第836話 レベル75の【高位冒険者】自信過剰な旅の純白魔女エルフ【レイナ】さんの魔術師見習い時代!! 短編集!! 第三弾 魔女の弟子

 〜草原〜


 ...。


 暑い...。


 温かいを超えて暑いと言うレベルになった日差しに照らされている...。


 そんな中でこの重たい荷物を持って旅を続けている白髪の可憐なるエルフの美少女は誰でしょうか?


 そう、この私レイナです。


 私が汗だくになってまで歩いていると...。


「レイナ遅いよ、このままじゃ日が暮れちまう」


 そう空から声をかけてくるのは師匠であるアルフィ様でした。


「アルフィ様、頼みますから少しは手荷物を持って下さいよ、いつも私がこんな重たい鞄を背負わされているのは不公平です!」


 私が不平不満を申し立てると彼女はこう言いました。


「貴方は私の弟子でしょ、弟子は師匠の言うことを聞くことが仕事ですよ」


 そう言いながらつらびやかな黒髪を日差しに照らしています。


「アルフィ様は良いですよね、【箒】魔法を扱えるんですから...」


 私は空を自由に舞う【魔女】アルフィ様に愚痴を呟く。


 しかし、彼女は笑って言いました。


「ならば早くレベルを上げてくださいね」


「...は〜い」


 私は地上を歩きながら時々出てくる魔物を倒して経験値を得て行きます。


「あっ、レベルが40になったような気がする」


 敵を倒しているとなんとなくレベルが上がったような感じになりますが、実際の所教会に行かなくては正確な数字は分かりません。


 父の反対を押し切り半年。


 家出をして師匠と旅に出た私はかなり成長していました。


 たった半年でレベル11だった私が40近くまで上がっているのでアルフィ様のご指導は凄く為になっています。
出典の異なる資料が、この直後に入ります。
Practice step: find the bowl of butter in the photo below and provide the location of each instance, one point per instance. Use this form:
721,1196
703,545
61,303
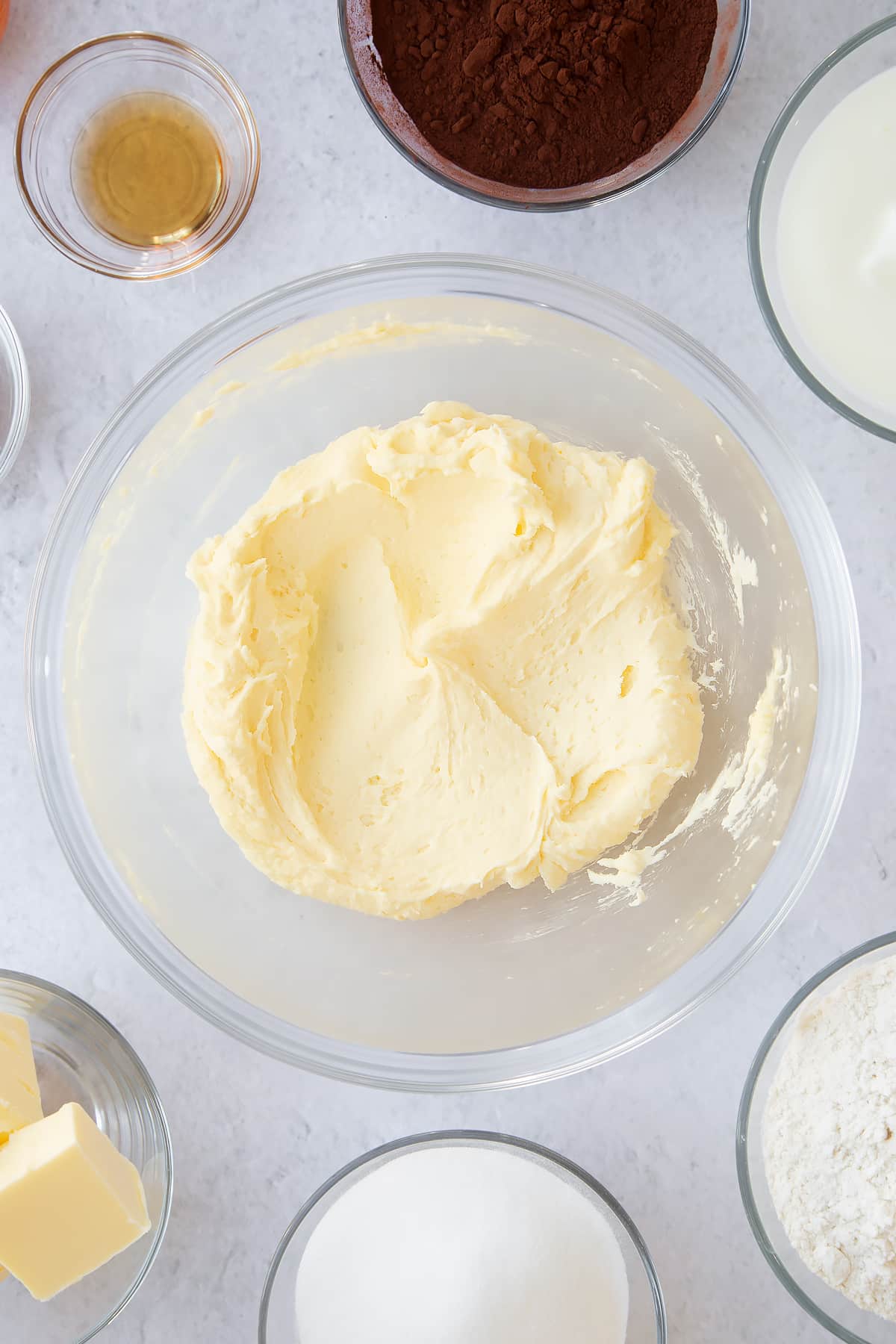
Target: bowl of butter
85,1166
442,673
 確かにこんな荷物持ちをさせられるのは不服ですが、それの対価としてこれだけの成長を促してくれるのであれば悪い話ではありません。


 それに高価な魔術書による薬草学や実戦による魔法術の向上は私にとって喉から手が出るほど欲しい物だったので問題ない。
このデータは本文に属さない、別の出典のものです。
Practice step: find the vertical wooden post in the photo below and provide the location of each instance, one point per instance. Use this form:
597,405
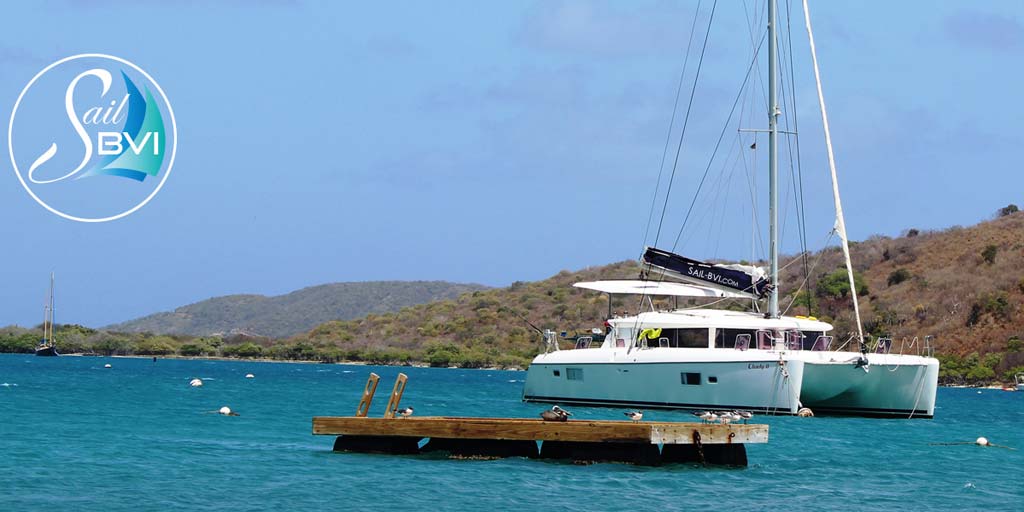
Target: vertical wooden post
368,395
392,402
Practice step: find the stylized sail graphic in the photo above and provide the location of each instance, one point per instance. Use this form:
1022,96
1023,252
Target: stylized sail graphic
144,126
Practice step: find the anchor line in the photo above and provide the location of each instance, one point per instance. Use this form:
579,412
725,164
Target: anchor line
921,389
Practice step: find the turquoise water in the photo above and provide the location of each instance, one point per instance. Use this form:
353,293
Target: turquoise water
77,436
 そうして草原を歩いていると、ついに目的地が見えてきました。


 草原の真ん中に立つ村が。


 村に着くと早速師匠は仕事モードに入ります。


「じゃあ行こうかレイナ」


「はい」


 私と師匠が村の中に入るとシケまくった村の惨状が見られました。


 村の中には死体がいくつか見られ、その死体にはウジ虫が沸いている。


「うぇ...」


 私がそれをみて吐きそうになっていましたが、アルフィ様は普通に素通りしていました。


 まるでとでも言うように...。


 村の真ん中にある依頼主の館へと向かう師匠。


 そして依頼主に会い依頼内容を再確認していた。


「この村にドラゴンゾンビが現れて疫病を撒き散らした時いたけど本当?」


 その問いに村長らしき人物は素直に答えてくれた。


 どうやら数日前からそのドラゴンゾンビが近くに住み着き、生活が困難になってしまったらしい。


 ここにくるまでの間に見えた巨影は奴の物でしょう。


 師匠は報酬の前払いを受け取ると早速ドラゴンの元へと向かう。


「レイナ、行くよ」


「は〜い」


 そう言いながら村に出てまず行ったのはまだ生きていて疫病に侵されている住民達の手当てでした。
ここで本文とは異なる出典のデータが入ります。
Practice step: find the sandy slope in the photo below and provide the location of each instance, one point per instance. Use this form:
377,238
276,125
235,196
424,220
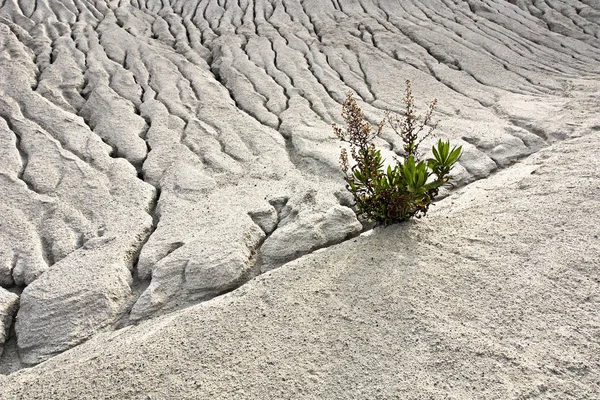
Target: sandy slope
494,296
「アルフィ様? ドラゴンゾンビを倒しに行くんじゃないんですか?」


「ああ、ちょっと待ってね」


 そう言いながら倒れている子供の症状を読み取り私の背負ったリュックから最適な薬草をすり潰して飲ませて行く。


 症状の重い者には良い薬草を使い、軽い者には安く薬を売る。


 勿論これは慈善事業ではない。


 ちゃんとお金は貰っているからだ。


 薬が欲しくて買えない者には最悪物々交換で譲ると言う師匠のルールがある。


 慈善事業で仕事をやるのは良くないと日頃から言われて教育されてきたので今では私も良く分かっているつもりだ。


 つまりこれは副収入でドラゴン退治の収入も貰う。


 これにより収益を上げようと言う計画である。


 やはりアルフィ様は誠の【魔女】である。


【魔女】とは強欲でしたたかであるべきだと彼女に教わった。


 しかし、アルフィ様はどこか人間臭く、今回も明らかに値段不相応な対応をしていました。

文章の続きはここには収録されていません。